Nonostante questa sua presa di coscienza, non mancarono i giudizi negativi sui vari
imperatori come: Galba (giudicato per la sua debolezza politica), Otone (viene ricordato
come suo unico atto dignitoso il suicidio), Vitellio (ricordato come ingordo e dissoluto) e
Vespasiano, ma anche Tiberio (tiranno sospettoso e crudele) e Claudio (debole e succube).

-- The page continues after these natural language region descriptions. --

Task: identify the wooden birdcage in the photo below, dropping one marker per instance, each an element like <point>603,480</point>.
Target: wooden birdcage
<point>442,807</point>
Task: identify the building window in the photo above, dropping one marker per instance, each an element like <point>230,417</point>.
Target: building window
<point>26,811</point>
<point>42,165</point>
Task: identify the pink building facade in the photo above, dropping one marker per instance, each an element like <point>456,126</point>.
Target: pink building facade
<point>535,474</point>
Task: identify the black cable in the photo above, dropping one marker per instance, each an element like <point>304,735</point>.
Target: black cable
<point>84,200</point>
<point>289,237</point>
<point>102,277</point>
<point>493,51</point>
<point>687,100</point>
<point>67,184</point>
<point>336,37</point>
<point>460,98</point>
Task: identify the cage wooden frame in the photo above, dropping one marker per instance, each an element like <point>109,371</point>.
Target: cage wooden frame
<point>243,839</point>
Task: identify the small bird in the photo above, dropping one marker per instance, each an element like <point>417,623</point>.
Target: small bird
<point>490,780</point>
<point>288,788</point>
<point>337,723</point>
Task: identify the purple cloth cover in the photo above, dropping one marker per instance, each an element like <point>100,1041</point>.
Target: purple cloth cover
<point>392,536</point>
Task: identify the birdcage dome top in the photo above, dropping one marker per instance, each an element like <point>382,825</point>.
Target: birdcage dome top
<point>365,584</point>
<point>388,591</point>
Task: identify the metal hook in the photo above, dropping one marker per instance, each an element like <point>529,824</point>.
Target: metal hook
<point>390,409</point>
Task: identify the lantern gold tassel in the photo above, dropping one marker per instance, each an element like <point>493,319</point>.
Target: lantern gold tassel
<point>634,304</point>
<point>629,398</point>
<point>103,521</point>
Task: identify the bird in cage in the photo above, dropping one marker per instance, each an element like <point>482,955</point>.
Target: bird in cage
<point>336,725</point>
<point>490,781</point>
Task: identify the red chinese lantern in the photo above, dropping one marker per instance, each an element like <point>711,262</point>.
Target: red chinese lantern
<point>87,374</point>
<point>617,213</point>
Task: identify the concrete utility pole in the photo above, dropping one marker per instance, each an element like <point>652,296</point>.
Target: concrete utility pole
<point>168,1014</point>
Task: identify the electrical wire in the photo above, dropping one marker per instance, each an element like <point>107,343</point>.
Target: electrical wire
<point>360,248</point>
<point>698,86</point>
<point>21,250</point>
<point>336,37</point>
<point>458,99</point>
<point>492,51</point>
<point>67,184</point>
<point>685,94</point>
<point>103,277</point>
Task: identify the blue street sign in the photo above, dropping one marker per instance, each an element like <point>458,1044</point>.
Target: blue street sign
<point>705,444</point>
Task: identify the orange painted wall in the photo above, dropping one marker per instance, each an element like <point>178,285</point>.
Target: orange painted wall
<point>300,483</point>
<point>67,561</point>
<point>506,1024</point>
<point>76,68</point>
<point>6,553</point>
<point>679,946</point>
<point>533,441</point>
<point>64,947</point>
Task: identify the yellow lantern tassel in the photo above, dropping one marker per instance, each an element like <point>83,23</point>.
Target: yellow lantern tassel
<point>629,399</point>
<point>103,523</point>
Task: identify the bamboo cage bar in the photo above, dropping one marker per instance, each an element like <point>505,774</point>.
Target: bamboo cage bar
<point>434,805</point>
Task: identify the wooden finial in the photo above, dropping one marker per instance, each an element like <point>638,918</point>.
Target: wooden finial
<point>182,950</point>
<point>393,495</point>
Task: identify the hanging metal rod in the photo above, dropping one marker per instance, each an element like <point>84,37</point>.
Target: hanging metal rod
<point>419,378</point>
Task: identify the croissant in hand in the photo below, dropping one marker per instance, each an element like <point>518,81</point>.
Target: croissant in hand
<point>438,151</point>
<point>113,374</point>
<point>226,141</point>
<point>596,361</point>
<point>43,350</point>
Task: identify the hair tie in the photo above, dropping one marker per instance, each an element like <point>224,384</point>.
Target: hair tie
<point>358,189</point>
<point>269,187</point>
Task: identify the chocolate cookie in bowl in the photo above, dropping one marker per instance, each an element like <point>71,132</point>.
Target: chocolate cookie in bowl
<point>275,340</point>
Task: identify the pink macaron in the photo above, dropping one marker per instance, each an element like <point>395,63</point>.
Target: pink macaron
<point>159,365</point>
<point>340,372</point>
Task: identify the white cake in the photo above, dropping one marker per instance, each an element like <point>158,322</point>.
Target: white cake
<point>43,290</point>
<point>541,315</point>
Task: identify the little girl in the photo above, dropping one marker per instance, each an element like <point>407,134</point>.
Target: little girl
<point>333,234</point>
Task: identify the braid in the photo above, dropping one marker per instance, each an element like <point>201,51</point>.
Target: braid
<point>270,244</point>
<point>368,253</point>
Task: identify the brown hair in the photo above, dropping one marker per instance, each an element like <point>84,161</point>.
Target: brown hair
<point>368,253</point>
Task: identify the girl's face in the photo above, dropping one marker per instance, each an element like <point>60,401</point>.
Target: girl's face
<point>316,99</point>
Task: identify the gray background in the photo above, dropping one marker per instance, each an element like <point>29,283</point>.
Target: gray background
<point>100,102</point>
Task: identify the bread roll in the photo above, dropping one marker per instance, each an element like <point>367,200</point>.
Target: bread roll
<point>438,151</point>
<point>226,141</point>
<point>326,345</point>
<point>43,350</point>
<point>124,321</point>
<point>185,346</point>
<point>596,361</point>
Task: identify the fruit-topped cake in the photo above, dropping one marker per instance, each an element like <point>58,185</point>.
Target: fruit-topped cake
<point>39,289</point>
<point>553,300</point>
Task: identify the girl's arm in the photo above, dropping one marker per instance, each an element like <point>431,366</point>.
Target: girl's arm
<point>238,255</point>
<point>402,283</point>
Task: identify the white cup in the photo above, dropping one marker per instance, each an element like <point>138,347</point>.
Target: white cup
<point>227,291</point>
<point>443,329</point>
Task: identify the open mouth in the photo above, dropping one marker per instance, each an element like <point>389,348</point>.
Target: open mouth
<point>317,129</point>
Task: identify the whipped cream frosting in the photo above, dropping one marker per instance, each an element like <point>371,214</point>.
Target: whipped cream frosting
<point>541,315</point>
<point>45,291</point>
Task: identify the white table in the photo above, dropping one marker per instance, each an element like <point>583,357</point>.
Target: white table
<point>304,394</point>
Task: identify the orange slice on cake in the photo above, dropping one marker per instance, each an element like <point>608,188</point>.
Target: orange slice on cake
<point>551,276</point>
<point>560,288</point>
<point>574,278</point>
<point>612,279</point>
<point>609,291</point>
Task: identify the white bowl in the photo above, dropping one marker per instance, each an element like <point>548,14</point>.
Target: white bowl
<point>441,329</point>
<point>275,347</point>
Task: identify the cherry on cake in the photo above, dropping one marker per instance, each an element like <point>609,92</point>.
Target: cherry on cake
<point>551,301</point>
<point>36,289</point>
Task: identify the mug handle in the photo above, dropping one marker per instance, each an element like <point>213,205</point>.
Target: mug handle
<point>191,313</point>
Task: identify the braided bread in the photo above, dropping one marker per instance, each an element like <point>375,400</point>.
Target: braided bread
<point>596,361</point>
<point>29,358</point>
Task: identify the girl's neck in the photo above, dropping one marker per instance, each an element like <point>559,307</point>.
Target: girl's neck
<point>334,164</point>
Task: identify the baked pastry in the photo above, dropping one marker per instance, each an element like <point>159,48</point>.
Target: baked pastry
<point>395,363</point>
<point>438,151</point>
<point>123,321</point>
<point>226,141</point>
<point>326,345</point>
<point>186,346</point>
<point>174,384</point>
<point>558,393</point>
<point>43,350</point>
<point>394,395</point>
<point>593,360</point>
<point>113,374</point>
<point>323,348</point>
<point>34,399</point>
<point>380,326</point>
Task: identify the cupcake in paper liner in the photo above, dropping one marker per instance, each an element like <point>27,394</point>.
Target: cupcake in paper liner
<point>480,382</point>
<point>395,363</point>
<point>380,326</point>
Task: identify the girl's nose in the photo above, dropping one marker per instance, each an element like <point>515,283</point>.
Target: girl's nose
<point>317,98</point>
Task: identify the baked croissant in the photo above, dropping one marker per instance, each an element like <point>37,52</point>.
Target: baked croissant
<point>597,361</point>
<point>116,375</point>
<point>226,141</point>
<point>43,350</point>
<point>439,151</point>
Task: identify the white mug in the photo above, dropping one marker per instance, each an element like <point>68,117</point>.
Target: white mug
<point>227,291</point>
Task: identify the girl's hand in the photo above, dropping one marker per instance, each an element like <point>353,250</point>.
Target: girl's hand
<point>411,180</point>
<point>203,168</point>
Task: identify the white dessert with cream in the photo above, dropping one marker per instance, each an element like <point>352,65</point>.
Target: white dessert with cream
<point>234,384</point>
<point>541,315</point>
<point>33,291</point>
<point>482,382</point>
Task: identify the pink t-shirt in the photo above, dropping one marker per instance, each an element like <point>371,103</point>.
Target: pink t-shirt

Ma senza alcun dubbio il capolavoro della storiografia di Tacito è il racconto del regno di
Nerone, ricco di analisi psicologiche. Nerone si configura come eroe noir, oscillante tra
crudeltà e pazzia.

EXEMPLA VIRTUTIS
Tacito afferma che nonostante il difficile periodo storico, in questo periodo ci furono
comunque degli exempla virtutis, che considera come atti isolati, non diretti a cambiare la
realtà. Tacito ha una visione pessimistica della realtà e, inoltre non concepisce forme di
intervento divino sulla realtà.
Ricordiamo grazie a Tacito le figure come Germanico (si oppose a Tiberio), Corbulone (si
oppose a Nerone). Per Tacito però gli exempla virtutis più alti furono gli exitus virorum
inlustrium, ossia gli uomini illustri morti, soprattutto per suicicio. Ricordiamo Seneca,
importante è anche Trasea Peto, condannato ingiustamente da Nerone.
Questi exempla Tacito ci tiene a sottolineare che non furono di grande aiuto per i problemi
del tempo, ma furono sicuramente modelli di virtù per gli uomini dell’immediato futuro.

STILE E LINGUA
Tacito si differenzia da Cicerone per l’inconcinnitas, ossia la mancanza di equilibrio e di
simmetria. La sua narrazione è mossa, spezzata, nervosa, le proposizioni tra di loro sono
slegate e brevi, qui la brevitas, ma Tacito sembra puntare sul peso delle parole, infatti con
poche parole riesce a far capire la gravità (gravitas) della situazione. Infatti, il suo stile,
irregolare ed imprevedibile, diventa la fotografia della caotica, convulsa e disarmonica storia
che sta raccontando.
Tacito utilizza parecchi arcaismi linguistici, probabilmente per conferire più solennità alla sua
prosa. Dal punto di vista lessicale, egli predilige termini astratti a quelli concreti.